O retorno de Conor McGregor ao octógono ganha contornos mais concretos após as declarações otimistas de Dana White na coletiva pós-UFC Canadá. O presidente do Ultimate demonstrou confiança nas negociações, enquanto o ex-campeão peso-pena e peso-leve permanece afastado desde julho de 2021, quando sofreu fratura na perna na derrota para Dustin Poirier por TKO médico.

"Está correndo bem. Acredite em mim, vocês sabem que assim que nós fecharmos negócio com ele, nós vamos anunciar", declarou Dana White.

O UFC 329, marcado para 11 de julho em Las Vegas durante a Semana Internacional da Luta, emerge como o palco mais provável para o comeback do irlandês. Com cartel de 22-6 e finish rate de 86%, McGregor busca retomar o caminho das vitórias após três derrotas nos últimos quatro combates.

Justin Gaethje representa a opção mais técnica

Justin Gaethje (25-5) surge como candidato natural após perder o cinturão interino peso-leve para Max Holloway no UFC 300. O americano mantém striking differential de +2.8 por minuto e takedown defense de 68%, características que criariam dinâmica explosiva contra o counter-striking de McGregor. A luta ofereceria confronto direto entre dois dos melhores finalizadores da divisão, com Gaethje registrando 91% de finish rate.

Do ponto de vista técnico, Gaethje pressiona constantemente no clinch e utiliza leg kicks devastadores, estratégia que poderia explorar a perna previamente lesionada de McGregor. O irlandês, por sua vez, depende da precisão de seu left hand e movimentação lateral para evitar exchanges prolongadas no pocket.

Trilogia com Poirier tem apelo comercial garantido

Dustin Poirier (30-9) representa a revanche mais óbvia, considerando que conquistou duas vitórias consecutivas sobre McGregor em 2021. O americano possui ground and pound efetivo e takedown accuracy de 43%, elementos que se mostraram decisivos nos confrontos anteriores.

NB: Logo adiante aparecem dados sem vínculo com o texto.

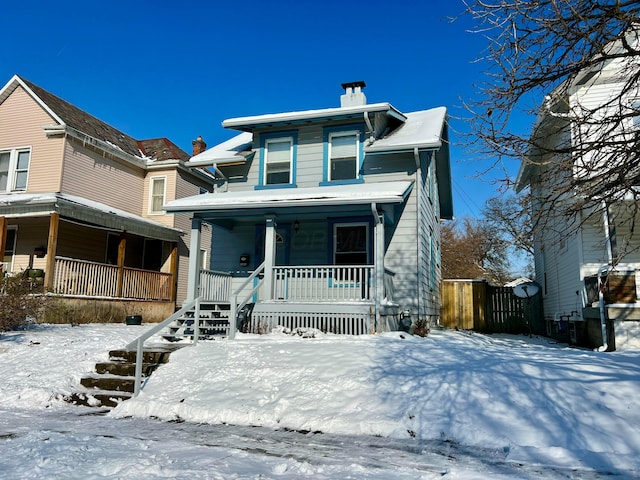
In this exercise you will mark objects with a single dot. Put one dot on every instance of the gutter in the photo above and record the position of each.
(50, 130)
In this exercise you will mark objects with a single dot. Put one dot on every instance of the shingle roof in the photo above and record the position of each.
(156, 149)
(162, 149)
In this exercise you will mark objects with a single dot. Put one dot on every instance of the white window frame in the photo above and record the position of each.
(346, 225)
(268, 141)
(7, 267)
(346, 133)
(12, 173)
(152, 181)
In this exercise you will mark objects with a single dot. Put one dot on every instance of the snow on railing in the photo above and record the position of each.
(318, 283)
(215, 285)
(93, 279)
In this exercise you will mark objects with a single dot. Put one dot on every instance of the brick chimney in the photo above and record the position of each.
(198, 146)
(353, 95)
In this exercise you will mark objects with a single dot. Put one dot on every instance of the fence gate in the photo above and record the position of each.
(476, 305)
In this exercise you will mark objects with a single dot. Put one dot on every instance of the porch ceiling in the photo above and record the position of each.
(84, 211)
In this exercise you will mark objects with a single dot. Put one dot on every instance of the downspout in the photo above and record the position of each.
(422, 309)
(379, 265)
(367, 120)
(603, 313)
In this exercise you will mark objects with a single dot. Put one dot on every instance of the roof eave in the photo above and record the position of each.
(248, 124)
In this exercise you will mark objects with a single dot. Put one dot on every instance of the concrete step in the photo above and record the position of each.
(157, 354)
(125, 369)
(114, 383)
(98, 398)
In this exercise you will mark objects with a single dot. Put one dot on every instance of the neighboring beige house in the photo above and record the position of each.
(81, 203)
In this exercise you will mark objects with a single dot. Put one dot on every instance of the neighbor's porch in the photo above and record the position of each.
(350, 299)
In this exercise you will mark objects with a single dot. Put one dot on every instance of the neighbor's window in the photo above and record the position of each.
(14, 169)
(278, 159)
(343, 155)
(157, 189)
(9, 250)
(636, 113)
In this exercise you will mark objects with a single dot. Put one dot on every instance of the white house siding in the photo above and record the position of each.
(102, 179)
(21, 121)
(560, 276)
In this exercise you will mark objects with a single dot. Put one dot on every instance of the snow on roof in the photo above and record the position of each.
(310, 115)
(422, 129)
(17, 199)
(386, 192)
(225, 152)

Poirier também demonstra cardio superior, fator crucial considerando o período de inatividade do adversário.

Segundo análise do SportNavo, a trilogia Poirier vs McGregor possui potencial de arrecadação estimado em 1.5 milhão de pay-per-view, número que rivaliza com os maiores eventos da história do UFC. A narrativa da rivalidade e a busca por desempate técnico garantem interesse massivo do público.

Michael Chandler permanece como plano alternativo

Embora Michael Chandler (23-8) tenha compromisso contra Mauricio Ruffy no UFC Casa Branca em junho, o americano continua sendo opção viável caso vença de forma convincente. Chandler registra 78% de finish rate e explosive takedowns que poderiam neutralizar o jogo em pé de McGregor.

O veterano de 38 anos possui wrestling credentials sólidos, com 52% de takedown accuracy, mas também se expõe em trocações violentas que favorecem o timing preciso do irlandês. A combinação wrestling-power punching de Chandler versus counter-striking-footwork de McGregor prometeria espetáculo técnico de alto nível.

Fatores financeiros pesam na decisão final

As projeções financeiras indicam Poirier como adversário mais lucrativo, seguido por Gaethje e Chandler respectivamente. McGregor historicamente gera média de 1.2 milhão de vendas de pay-per-view, número que pode ser maximizado com storyline adequada. A ausência de 44 meses do octógono cria expectativa adicional que o UFC pretende capitalizar.

Justin Gaethje representa a opção mais técnica McGregor pode enfrentar Gaethje o
Justin Gaethje representa a opção mais técnica McGregor pode enfrentar Gaethje o

A decisão final dependerá também da recuperação física completa de McGregor, que precisará demonstrar mobilidade total na perna fraturada antes do retorno oficial. O UFC 329 em Las Vegas oferece a plataforma ideal para o comeback, com Gaethje emergindo como favorito devido à disponibilidade imediata e potencial técnico do confronto.